本当に今さらながら、最近ミスドのエンゼルクリームを初めて食べた。
私は普段、あまりドーナツを食べない。ごく稀に食べる程度だ。
だからミスドを使うことは少ないし、行ったとしても買うのはポンデリングとかの定番。
このエンゼルクリームも定番だけど、ドーナツ型じゃないし、シュークリームみたいだから買いはしなかった。
しかし母がセール時に買ってきてたので、一つ、このエンゼルクリームとやらを頂いてみた。
手に持つとこびり付く粉糖が煩わしく想いつつも、パクッと一口。
…美味い。シンプルに美味いじゃん…。
…気付くとエンゼルクリームは、ヴァニラアイスがスタンド纏って通り過ぎた後のように、不自然な三日月形に姿を変えていた。
そして残ったエンゼルクリームも、瞬く間に姿を消した。それは実にあっという間だった。


中に入っているクリームはそれなりに入っているが、お世辞にも『たっぷり』と謳うほど多くは入っていないし、
クリームの味としても普遍的なもので、不味くはないが特別に美味しいものでもない。
しかし美味しいのだ。それでもだ。すぐに完食してしまうほどに。…それは私が疲れていたからだと思う。

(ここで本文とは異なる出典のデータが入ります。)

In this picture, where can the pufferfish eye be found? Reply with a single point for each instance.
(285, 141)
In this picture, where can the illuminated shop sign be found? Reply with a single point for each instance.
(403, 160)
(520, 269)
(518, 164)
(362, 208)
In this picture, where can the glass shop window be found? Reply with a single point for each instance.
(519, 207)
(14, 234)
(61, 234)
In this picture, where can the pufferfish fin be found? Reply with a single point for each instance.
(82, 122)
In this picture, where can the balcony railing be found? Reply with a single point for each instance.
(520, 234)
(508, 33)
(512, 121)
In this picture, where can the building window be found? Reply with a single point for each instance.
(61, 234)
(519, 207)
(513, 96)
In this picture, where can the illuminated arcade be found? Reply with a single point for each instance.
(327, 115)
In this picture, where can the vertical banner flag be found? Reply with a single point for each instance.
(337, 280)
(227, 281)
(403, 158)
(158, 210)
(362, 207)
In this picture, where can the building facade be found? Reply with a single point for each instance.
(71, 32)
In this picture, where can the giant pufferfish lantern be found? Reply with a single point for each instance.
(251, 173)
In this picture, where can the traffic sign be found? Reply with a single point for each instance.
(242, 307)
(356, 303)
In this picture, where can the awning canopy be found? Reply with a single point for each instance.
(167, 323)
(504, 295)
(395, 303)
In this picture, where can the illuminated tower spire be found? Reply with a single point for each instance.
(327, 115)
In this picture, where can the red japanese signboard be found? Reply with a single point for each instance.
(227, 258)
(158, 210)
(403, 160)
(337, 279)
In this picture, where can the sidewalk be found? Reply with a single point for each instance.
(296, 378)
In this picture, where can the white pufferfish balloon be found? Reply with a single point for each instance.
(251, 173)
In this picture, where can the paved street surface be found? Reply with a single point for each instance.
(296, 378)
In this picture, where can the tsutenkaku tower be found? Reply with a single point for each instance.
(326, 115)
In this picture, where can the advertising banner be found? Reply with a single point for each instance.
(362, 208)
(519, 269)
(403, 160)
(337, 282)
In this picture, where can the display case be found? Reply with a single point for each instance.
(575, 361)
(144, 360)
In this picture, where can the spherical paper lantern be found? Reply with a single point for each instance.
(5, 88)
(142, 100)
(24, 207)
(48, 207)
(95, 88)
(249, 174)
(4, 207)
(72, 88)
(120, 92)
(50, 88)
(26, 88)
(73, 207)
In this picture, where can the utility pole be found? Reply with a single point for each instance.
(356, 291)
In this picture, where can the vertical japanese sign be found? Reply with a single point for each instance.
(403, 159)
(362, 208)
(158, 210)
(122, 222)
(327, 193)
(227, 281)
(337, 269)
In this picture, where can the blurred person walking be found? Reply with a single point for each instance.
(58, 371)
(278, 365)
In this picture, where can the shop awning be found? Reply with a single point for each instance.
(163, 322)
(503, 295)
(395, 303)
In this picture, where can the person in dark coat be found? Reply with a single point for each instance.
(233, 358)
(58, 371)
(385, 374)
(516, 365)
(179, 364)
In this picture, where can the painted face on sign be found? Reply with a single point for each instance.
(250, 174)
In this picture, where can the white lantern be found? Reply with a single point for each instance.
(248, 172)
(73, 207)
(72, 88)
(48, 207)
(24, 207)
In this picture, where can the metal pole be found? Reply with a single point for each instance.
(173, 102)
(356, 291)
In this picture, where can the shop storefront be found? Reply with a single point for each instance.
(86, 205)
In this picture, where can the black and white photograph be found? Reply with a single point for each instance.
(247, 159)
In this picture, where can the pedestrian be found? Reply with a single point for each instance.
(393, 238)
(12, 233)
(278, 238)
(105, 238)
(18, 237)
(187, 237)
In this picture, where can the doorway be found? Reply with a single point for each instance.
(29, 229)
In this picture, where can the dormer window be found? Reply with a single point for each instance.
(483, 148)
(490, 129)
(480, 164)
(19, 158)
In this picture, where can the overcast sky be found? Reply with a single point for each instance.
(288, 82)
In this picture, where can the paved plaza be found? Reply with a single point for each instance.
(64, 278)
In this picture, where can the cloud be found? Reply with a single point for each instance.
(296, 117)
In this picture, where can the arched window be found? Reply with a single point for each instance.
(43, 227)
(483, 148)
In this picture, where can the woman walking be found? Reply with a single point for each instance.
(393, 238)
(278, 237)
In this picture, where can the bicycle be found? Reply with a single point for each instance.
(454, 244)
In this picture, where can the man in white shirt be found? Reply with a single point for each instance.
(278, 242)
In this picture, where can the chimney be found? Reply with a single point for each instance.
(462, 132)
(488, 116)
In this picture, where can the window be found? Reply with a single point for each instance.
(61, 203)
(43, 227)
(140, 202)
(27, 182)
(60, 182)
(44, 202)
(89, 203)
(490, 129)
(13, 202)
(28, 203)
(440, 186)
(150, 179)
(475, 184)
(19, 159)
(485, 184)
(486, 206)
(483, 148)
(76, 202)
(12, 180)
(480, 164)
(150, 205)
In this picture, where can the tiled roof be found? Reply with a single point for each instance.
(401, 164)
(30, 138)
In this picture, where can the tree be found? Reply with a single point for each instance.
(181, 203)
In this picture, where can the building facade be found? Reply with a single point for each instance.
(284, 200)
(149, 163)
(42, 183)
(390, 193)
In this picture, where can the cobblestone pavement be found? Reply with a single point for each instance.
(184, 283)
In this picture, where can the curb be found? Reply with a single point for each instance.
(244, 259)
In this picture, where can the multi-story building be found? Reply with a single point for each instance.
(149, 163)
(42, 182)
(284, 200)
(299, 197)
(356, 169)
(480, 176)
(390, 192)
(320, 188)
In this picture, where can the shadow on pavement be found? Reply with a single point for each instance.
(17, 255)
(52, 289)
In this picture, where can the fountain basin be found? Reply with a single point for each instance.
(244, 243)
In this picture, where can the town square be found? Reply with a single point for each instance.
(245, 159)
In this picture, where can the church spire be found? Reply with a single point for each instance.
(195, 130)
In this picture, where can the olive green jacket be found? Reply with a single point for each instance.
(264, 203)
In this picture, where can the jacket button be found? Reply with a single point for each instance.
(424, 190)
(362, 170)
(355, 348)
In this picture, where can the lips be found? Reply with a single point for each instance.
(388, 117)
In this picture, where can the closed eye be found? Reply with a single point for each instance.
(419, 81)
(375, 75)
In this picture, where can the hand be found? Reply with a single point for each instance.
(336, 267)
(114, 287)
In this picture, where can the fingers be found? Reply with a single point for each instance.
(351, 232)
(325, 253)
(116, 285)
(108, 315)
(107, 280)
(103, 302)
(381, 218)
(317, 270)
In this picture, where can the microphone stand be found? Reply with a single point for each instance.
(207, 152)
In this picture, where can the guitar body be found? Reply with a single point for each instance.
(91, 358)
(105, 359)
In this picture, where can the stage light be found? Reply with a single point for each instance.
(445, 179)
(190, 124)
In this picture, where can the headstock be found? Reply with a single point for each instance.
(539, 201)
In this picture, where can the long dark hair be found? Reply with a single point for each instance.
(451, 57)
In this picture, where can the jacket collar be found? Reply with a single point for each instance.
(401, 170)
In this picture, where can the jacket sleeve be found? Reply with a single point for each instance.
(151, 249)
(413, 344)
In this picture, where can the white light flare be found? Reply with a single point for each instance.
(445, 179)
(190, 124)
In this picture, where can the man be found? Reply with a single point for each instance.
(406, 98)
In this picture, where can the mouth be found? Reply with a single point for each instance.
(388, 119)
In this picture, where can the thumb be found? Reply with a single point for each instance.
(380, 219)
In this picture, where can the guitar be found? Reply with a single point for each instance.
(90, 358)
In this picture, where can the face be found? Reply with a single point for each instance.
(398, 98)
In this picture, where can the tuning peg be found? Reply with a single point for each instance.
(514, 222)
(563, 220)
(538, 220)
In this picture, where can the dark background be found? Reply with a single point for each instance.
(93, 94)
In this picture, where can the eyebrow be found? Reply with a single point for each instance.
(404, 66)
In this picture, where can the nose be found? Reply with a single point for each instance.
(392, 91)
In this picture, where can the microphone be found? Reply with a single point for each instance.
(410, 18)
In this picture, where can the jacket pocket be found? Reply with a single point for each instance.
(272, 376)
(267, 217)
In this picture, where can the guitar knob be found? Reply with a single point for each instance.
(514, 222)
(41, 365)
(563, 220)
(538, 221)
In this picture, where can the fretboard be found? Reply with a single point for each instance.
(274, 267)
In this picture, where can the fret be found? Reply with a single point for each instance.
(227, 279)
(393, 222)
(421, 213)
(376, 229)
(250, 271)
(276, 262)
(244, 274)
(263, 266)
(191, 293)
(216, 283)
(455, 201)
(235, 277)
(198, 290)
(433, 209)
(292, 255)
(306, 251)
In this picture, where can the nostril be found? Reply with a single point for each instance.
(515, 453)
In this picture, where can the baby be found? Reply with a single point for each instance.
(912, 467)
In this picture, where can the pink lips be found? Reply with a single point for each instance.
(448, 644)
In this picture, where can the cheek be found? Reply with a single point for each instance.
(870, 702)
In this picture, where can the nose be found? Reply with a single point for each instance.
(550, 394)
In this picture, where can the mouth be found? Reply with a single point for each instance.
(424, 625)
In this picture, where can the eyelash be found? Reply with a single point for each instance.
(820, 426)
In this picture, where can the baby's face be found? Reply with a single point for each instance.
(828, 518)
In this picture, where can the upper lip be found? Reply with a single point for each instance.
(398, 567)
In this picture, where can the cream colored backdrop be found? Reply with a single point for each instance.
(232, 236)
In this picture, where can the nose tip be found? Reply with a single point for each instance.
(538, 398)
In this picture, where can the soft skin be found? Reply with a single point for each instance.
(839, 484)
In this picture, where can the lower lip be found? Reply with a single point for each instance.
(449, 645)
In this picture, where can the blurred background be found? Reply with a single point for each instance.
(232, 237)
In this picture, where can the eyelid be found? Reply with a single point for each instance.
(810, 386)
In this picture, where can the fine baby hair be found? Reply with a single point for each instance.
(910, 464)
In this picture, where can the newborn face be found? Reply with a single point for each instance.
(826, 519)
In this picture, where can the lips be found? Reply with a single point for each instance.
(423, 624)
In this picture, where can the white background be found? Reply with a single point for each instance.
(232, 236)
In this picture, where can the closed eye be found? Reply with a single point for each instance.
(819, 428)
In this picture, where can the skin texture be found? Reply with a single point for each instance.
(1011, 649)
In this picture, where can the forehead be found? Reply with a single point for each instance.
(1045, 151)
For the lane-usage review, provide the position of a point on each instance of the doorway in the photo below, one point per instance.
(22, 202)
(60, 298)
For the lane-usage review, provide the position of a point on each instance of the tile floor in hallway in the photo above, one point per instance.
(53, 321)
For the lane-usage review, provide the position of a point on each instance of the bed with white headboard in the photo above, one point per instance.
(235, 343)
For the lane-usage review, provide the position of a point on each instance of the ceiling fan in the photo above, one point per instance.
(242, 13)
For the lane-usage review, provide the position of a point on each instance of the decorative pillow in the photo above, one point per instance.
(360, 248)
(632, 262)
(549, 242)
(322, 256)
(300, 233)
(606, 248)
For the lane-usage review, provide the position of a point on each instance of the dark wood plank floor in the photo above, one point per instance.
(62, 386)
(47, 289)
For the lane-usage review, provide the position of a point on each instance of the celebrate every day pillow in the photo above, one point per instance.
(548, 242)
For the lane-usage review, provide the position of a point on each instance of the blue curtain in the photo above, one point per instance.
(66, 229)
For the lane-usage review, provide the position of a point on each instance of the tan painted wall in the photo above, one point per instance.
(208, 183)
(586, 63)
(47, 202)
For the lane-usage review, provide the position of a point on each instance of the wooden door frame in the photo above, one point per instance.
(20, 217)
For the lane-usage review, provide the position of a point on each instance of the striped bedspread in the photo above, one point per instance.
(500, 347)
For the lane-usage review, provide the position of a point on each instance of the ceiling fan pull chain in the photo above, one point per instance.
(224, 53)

例えるなら、雪山で遭難し、救助されてからすぐの食事がミシュラン3つ星の超高級『冷製かぼちゃスープ』よりも、
100円の『温かいインスタント味噌汁』の方が美味しく感じるように。


誰だって、嫌いな相手と会食するホテルの高級料理よりも、好きな相手とのファミレスの方が、美味しく感じるはずだ。



以前に読んだ本『食卓はいつもミステリー』で著者の阿刀田 高氏は、『食の美味しさ』について、こう語っている

「結局、美味いか不味いかは食べる人間のコンディション次第」

全くの同意だ。これに尽きると思う。


疲れている中で食べたこのエンゼルクリームは、
「母が家族のために買って来てくれた」という優しい思いがクリーム以上に詰まった、とても美味しい一品だった。